Periodista con tres décadas en la profesión. Narrador de los partidos de la selección española en TVE. Mundiales, Eurocopas, Juegos Olímpicos y Champions. Dirige y presenta Estudio Estadio en Tdp
 de Juan Carlos Rivero Twitter:   artículo leído 1443 veces
LAS REMONTADAS SIEMPRE HAY QUE DISFRUTARLAS

El Real Madrid se ha hecho famoso por sus remontadas. Hubo una época en la que a fuerza de repetirlas las hizo legendarias. De tal manera que se recuerdan, incluso cuando después no acabaron en título alguno. Aquellas “noches europeas” descubrieron un gen que el madridismo incorporó a su ADN y que Valdano sintetizó en el “miedo escénico” y Juanito en aquella frase célebre “90 minuti en el Bernabéu son molto longui”, que es como él entendía la proeza y el idioma italiano, dicho sea de paso. Juanito, de hecho, le dio cara y nombre, en el ejemplo madridista, a uno de los momentos más memorables que nos proporciona este deporte, ese en el que la locura se adueña del campo, la lógica desaparece y que sólo el corazón explica, es decir, una remontada.

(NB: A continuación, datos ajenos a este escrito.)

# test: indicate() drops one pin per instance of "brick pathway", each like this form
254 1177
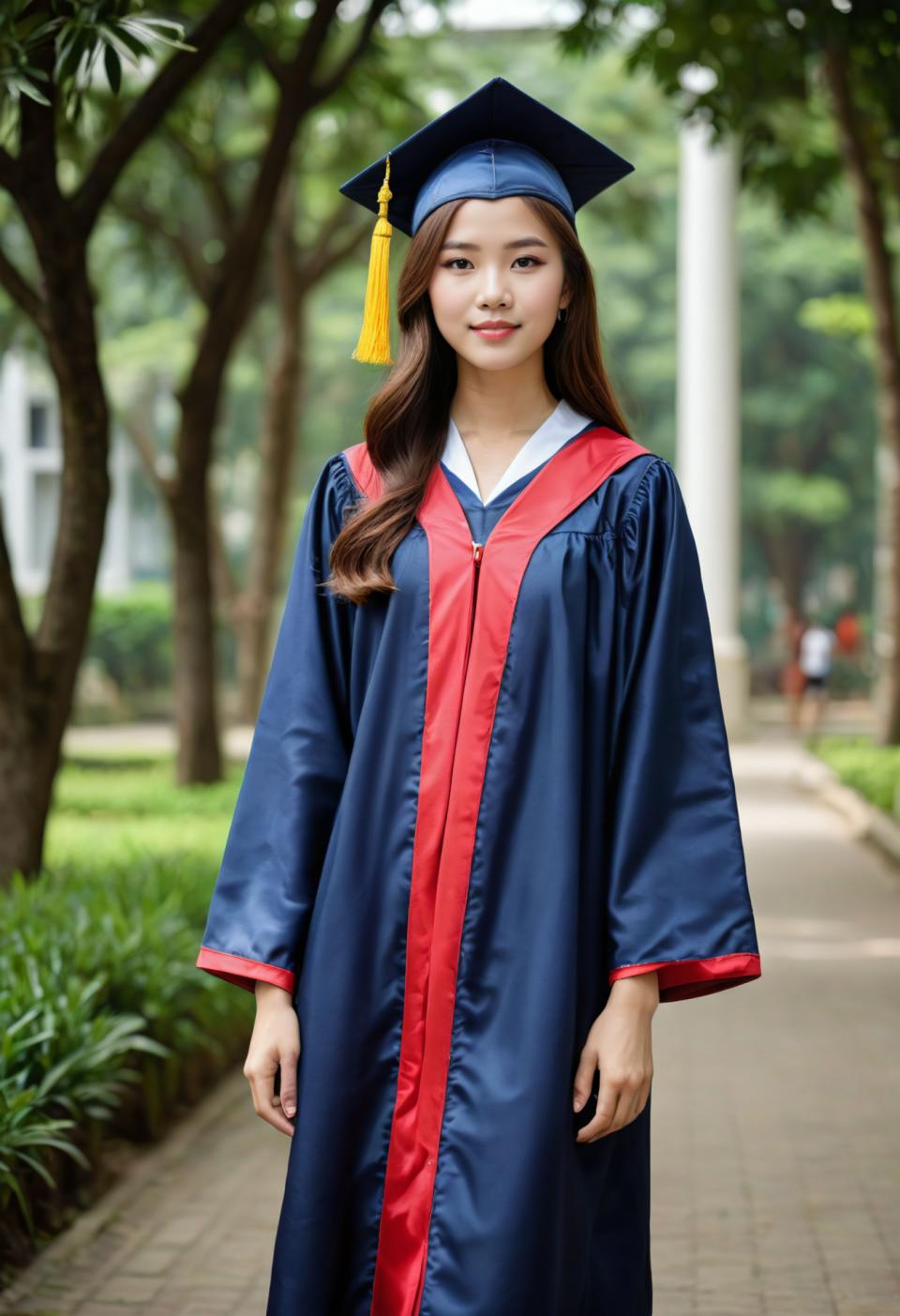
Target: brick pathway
775 1135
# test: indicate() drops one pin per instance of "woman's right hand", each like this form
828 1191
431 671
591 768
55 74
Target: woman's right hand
276 1042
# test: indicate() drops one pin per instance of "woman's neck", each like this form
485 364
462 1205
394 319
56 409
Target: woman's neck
501 405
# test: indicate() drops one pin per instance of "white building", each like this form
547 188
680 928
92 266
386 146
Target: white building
30 473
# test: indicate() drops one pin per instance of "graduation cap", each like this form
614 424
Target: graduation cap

Así que el Madrid remontó con un 5-1 un 4-1 al Derby County, y con un 3-0 un 2-0 al Celtic. Claro que le endosó un 6-1 al Anderlecht  después de perder 3-0 en Bruselas en una Copa de la Uefa que acabaron ganando. Y se recuerda el 3-0 al Inter en unas semifinales de Copa de Europa para remontar un 2-0 que se traían de Italia. Y para enmarcar en la gesta de las hazañas aquella eliminatoria de Copa de la Uefa en la que el Madrid cayó con estrépito en Alemania frente al Borussia Moenchengladbach por 5-1. Para cualquiera hubiera sido definitivo, pero no para el Madrid que remontó en el Bernabéu con un histórico 4-0.

En todos estos momentos se habló de épica, de coraje, de orgullo, de fiesta…y claro está de suerte, y, por supuesto, del árbitro, que también influye. Es de ley. Es el fútbol. Es imposible sellar estas gestas si todos los astros no están de tu parte, y esto incluye al que anula goles, concede penaltis que no son, y no ve los que debería pitar en contra. Incluso el que da un saque de banda al revés o se equivoca en la concesión de un córner. O expulsa a un sordomudo por hablar. Todo ha de caer del mismo lado.

Eso es lo que le pasó al Barça frente al PSG en una noche que el fútbol recordará de por vida. Y más cuando le hacían falta tres goles a falta de siete minutos para el final. Y los marcó. Con épica, orgullo, suerte, corazón, con ese espíritu que de repente inunda un estadio y convierte a los jugadores en emperadores. Con todo eso, y con el árbitro. Es ley del fútbol. Lo es siempre y en todas partes. Por eso conviene no perder la perspectiva. Ni rasgarse las vestiduras cuando le sucede al  gran rival, por muchas veces que lo repita. En Villarreal el tema de conversación fue una bolsa con pines, frente a las Palmas un córner que no era, aquella noche del Borussia de Moenchengladbach lo fueron dos goles dudosamente anulados. En todos esos casos el color de la camiseta no le permitió a muchos valorar el tamaño de la hazaña. Ahora aquellos que tanto hablaron corren el riesgo de sufrir las majaderías de su propio lenguaje. Es bueno sentir que las remontadas proporcionan una satisfacción fuera de lo común. Que no es cuestión de hablar de la flor de Zidane, la suerte del minuto 93, la cabeza de Ramos, el árbitro, el rival que no se entera, que siempre igual, que es injusto, que no lo merecía, que no juegan a nada. NO. Lo merecían porque lo consiguieron. Así que a disfrutarlo.